As displayed in Fig. 7a, the near infrared reflectance of BiOBr_xI_1−x-CCF (0 ≤ x ≤ 1) is higher than that of raw cotton without photocatalyst, which is attributed to the near-infrared reflection properties of the solid solution BiOBr_xI_1−x nanosheets. The near infrared reflectance of BiOBr_xI_1−x-CCF (0 ≤ x ≤ 1) has no linear relationship with the ratio of bromine to iodine. As displayed in Fig. 7b, the samples (BiOBr_xI_1−x-CCF) were placed on a plate made of foil paper and polystyrene foam under an infrared lamp (Philips BR 250 W) (Gao et al. 2018). The outer surface temperature and thermography images of raw cotton of BiOBr_xI_1−x-CCF were obtained by a forward-looking infrared radiometer IR imaging camera (FLK-TIR329HZ, Fluke, USA). As displayed in Fig. 7c–i, the surface temperature of BiOBr_xI_1−x-CCF (0 ≤ x ≤ 1) is lower than that of raw cotton, which is attributed to near infrared reflectance of solid solution BiOBr_xI_1−x nanosheets. From the Fig. 7a and c–i, it can be found that the higher the near infrared reflectance of the sample, the lower its surface temperature. Among these Samples, BiOBr_xI_1−x-CCF (x = 0.4) has the highest near infrared light reflectivity and the lowest surface temperature under an infrared lamp irradiation. Therefore, BiOBr_xI_1−x-CCF (0 ≤ x ≤ 1) can be used as infrared reflectance textile material.

Fig. 7

a NIR reflectance of BiOBr_xI_1−x-CCF (0 ≤ x ≤ 1), b A simple device used for testing the surface temperature of BiOBr_xI_1−x-CCF (0 ≤ x ≤ 1); Thermography image of raw cotton (c) and BiOBr_xI_1−x-CCF (d, x = 0; e, x = 0.2; f, x = 0.4; g, x = 0.6; h, x = 0.8; i, x = 1) (the sample size is 6.5×8 cm) under an infrared lamp (250 W)

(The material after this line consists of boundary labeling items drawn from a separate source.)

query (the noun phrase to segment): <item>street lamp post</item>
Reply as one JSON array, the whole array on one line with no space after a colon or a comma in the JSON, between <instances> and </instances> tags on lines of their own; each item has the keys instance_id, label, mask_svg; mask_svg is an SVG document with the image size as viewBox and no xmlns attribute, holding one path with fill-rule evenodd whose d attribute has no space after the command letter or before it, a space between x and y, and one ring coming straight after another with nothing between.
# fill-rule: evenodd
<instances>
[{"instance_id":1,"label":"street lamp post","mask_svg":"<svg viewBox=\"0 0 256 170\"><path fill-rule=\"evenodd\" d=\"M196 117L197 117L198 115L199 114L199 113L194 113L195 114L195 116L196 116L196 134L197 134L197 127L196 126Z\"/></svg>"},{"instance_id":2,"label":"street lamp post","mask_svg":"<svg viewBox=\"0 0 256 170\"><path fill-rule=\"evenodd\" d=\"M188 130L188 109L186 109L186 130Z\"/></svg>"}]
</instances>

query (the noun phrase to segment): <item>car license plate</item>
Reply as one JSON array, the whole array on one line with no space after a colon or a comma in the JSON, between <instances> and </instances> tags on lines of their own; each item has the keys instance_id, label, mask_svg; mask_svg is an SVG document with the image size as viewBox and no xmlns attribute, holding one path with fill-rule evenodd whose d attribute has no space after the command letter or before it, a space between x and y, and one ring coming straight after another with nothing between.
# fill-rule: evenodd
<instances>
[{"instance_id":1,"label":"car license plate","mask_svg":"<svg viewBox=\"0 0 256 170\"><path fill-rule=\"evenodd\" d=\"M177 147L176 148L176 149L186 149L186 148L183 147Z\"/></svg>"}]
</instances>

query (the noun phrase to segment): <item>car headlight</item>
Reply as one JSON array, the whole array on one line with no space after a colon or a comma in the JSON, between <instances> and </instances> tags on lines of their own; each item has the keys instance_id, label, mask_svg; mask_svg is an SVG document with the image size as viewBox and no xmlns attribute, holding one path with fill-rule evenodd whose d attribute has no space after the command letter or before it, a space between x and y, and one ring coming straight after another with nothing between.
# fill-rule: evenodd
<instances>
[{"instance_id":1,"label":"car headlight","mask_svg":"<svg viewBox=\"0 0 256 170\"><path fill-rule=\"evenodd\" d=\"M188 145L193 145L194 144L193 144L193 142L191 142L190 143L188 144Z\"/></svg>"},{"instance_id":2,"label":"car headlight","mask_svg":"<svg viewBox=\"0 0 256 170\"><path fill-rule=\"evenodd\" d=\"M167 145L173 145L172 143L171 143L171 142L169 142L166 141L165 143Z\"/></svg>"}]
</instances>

Acid and alkali resistance

The solid solution BiOBr_xI_1−x nanosheets on cotton fabric were regarded as inorganic pigments. The acid and alkali resistance of inorganic pigments is an important factor affecting its practical application and further functional finishing. In order to facilitate observing the change of the sample in acid/alkali solutions, colored BiOBr_xI_1−x-CCF (x = 0) was selected as the test sample and was placed in solution with different pH for 3 h.

As displayed in Fig. 8a, when BiOBr_xI_1−x-CCF (x = 0) was soaked in a solution with pH = 1.1 and 12.1, its color changes significantly, which means the structure of BiOI nanosheets has been destroyed. However, when BiOBr_xI_1−x-CCF (x = 0) was immersed in the solution with pH 2.3 and 11.2 for 3 h, there was no change in color. Soaked samples in pH 2.3 and 11.2 were characterized by SEM and X-ray powder diffraction. As displayed in Fig. 8b, c, there is no difference between the X-ray powder diffraction peaks and the morphology of BiOBr_xI_1−x-CCF (x = 0) treated with acid/alkali solutions and the original sample. This result indicates that BiOBr_xI_1−x-CCF (0 ≤ x ≤ 1) has a certain acid and alkali resistance.

Fig. 8

a Digital photos of BiOBr_xI_1−x-CCF (x = 0) treated with acidic and alkaline solution, b X-ray powder diffraction patterns and c SEM of BiOBr_xI_1−x-CCF (x = 0) treated with acid/alkali solutions

Conclusion

Multifunctional cotton fabric was simply fabricated by anchoring the solid solution BiOBr_xI_1−x nanosheets formed with different molar ratios of BiOBr and BiOI on the carboxymethylated cotton fabric. The color of the composite fabrics (BiOBr_xI_1−x-CCF) can be adjusted. The solid solution nanosheets formed with different molar ratios of BiOBr and BiOI impart the self-cleaning, excellent UV protection (UPF > 50, T(UV-A) < 5%), and NIR reflective properties to cotton fabrics. These multifunctional cotton fabrics (BiOBr_xI_1−x-CCF) have great potential usage in self-cleaning and outdoor protection.